The VA gives funding priority to groups that specifically serve women and the number of sites for women-only programs has increased as a result.

More women are showing up at the doors of Swords to Plowshares, a San Francisco group that provides housing and other services to homeless veterans.

Tia Christopher, the group's coordinator for women, said a 25-year-old Army veteran who served in Iraq recently came to her for help. The woman was sleeping on a couch in the home of her mother and stepfather.

"There is high risk she's going to be homeless with a substance-abuse issue, and I can't get her in anywhere," Christopher said.

Christopher herself had only a car and $500 when she left the Navy. She lived with her grandmother until she could find a job. "I was in the military and now I had to beg my grandmother for help?" she said. "I had to swallow my pride."

PSTD services 'behind the curve'
The reasons are varied why military veterans become homeless.

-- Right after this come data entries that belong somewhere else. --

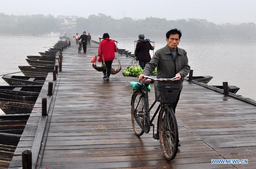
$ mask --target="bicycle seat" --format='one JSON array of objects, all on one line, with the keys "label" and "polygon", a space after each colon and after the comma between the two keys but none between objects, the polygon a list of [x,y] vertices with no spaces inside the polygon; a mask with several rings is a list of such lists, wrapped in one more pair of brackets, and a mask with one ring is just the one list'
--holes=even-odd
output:
[{"label": "bicycle seat", "polygon": [[[141,83],[141,82],[142,81],[140,80],[139,81],[139,83]],[[144,81],[143,83],[142,83],[142,84],[144,84],[145,86],[148,86],[150,84],[150,83],[151,81]]]}]

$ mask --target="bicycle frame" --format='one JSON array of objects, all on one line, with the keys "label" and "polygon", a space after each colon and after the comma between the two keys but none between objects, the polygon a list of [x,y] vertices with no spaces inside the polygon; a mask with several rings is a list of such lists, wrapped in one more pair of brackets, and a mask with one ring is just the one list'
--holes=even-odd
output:
[{"label": "bicycle frame", "polygon": [[[152,109],[152,108],[153,108],[153,107],[156,103],[157,102],[155,100],[154,102],[154,103],[153,103],[153,104],[151,106],[150,106],[150,107],[149,107],[149,102],[148,102],[148,92],[147,90],[147,88],[146,87],[144,88],[142,92],[142,96],[144,95],[145,95],[146,98],[146,103],[147,105],[146,106],[147,107],[147,109],[148,110],[148,113],[149,115],[150,115],[150,111],[151,110],[151,109]],[[139,100],[139,101],[138,102],[138,104],[137,105],[136,107],[136,108],[135,109],[135,111],[136,112],[136,111],[137,110],[137,109],[138,108],[138,107],[139,105],[139,104],[140,103],[140,102],[141,101],[141,97],[140,97],[140,99]],[[162,107],[162,103],[160,103],[159,104],[159,105],[158,105],[158,107],[157,107],[157,108],[156,109],[156,111],[155,112],[155,113],[154,114],[154,115],[153,115],[153,117],[152,117],[151,119],[150,120],[150,126],[153,126],[153,138],[154,138],[155,139],[156,139],[158,140],[159,140],[159,132],[158,131],[159,131],[159,123],[158,122],[159,121],[159,118],[157,120],[157,128],[156,130],[156,135],[154,134],[154,127],[155,127],[155,125],[154,124],[152,123],[153,121],[155,119],[155,118],[156,117],[156,115],[158,113],[158,111],[159,111],[159,110],[160,109],[160,108],[161,108]],[[144,108],[143,108],[143,109]]]}]

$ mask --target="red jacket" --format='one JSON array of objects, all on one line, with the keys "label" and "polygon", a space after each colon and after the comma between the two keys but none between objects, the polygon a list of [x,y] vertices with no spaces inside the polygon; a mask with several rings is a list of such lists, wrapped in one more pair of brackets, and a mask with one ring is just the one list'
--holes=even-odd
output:
[{"label": "red jacket", "polygon": [[[115,52],[117,52],[116,45],[114,41],[104,39],[100,42],[100,46],[99,46],[98,54],[103,55],[105,61],[113,60],[115,59]],[[99,62],[103,62],[102,57],[101,57]]]}]

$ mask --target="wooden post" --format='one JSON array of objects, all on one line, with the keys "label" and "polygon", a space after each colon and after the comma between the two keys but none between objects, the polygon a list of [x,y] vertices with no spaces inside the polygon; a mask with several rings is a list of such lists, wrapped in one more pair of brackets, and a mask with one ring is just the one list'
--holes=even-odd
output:
[{"label": "wooden post", "polygon": [[193,70],[190,70],[189,71],[189,81],[191,81],[192,80],[193,77]]},{"label": "wooden post", "polygon": [[52,71],[52,75],[53,77],[53,80],[56,81],[56,72],[58,72],[58,69],[56,70],[53,70]]},{"label": "wooden post", "polygon": [[45,98],[42,98],[42,116],[47,115],[47,99]]},{"label": "wooden post", "polygon": [[32,169],[32,152],[29,150],[22,152],[22,169]]},{"label": "wooden post", "polygon": [[48,82],[48,94],[47,96],[52,95],[52,87],[53,84],[52,82]]},{"label": "wooden post", "polygon": [[62,63],[61,62],[61,60],[60,59],[59,59],[59,70],[60,72],[61,71]]},{"label": "wooden post", "polygon": [[222,82],[223,84],[223,90],[224,90],[224,94],[228,95],[229,94],[229,91],[228,91],[228,85],[227,82]]},{"label": "wooden post", "polygon": [[56,74],[58,74],[58,66],[55,66],[55,70]]}]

Repeated deployments make it difficult for them to keep their finances in order and for reservists to hold on to their civilian jobs. Fallout from military service — which can include post-traumatic stress disorder — can seriously damage family and other relationships. Those stresses can lead to withdrawal and depression, which can make it difficult to land a job. The lack of income makes it hard to pay rent or a mortgage.

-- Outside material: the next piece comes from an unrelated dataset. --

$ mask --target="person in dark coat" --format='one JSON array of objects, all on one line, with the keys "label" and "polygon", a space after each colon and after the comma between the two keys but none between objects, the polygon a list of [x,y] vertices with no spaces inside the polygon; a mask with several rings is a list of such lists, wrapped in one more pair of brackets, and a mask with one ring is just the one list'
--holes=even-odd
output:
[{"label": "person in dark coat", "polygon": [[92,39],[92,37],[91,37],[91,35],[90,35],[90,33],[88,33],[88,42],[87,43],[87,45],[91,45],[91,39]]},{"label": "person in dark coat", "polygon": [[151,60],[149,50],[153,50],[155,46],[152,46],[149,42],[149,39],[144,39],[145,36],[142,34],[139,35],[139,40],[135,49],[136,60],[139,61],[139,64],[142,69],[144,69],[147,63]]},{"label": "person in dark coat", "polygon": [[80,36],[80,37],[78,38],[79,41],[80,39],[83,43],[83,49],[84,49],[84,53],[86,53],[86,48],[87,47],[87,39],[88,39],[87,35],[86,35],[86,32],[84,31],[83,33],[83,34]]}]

Few Veterans Affairs centers offer residential mental health treatment specifically for women with post-traumatic stress disorder, said Amy Fairweather, director of the Iraq veterans program for Swords to Plowshares.

"The services are really behind the curve," she said.

The VA has 15 such facilities that can accept women.

Female veterans without housing often resort to shelters. Out of 500 VA-run homeless shelters, 300 can accept women. Only 22 have programs that address female veterans specifically or have living arrangements separate from men.

In programs that serve both sexes, women are usually in the minority and are often uncomfortable discussing physical issues, such as sexual trauma, Dougherty said. As a result, some don't make progress with their problems.

As for Dogen, she hopes to take full advantage of the services at the Dayton apartments. She said she has been drug-free for the past several months.

"I have problems with everything," she said. "I'm going to need all the help I can get."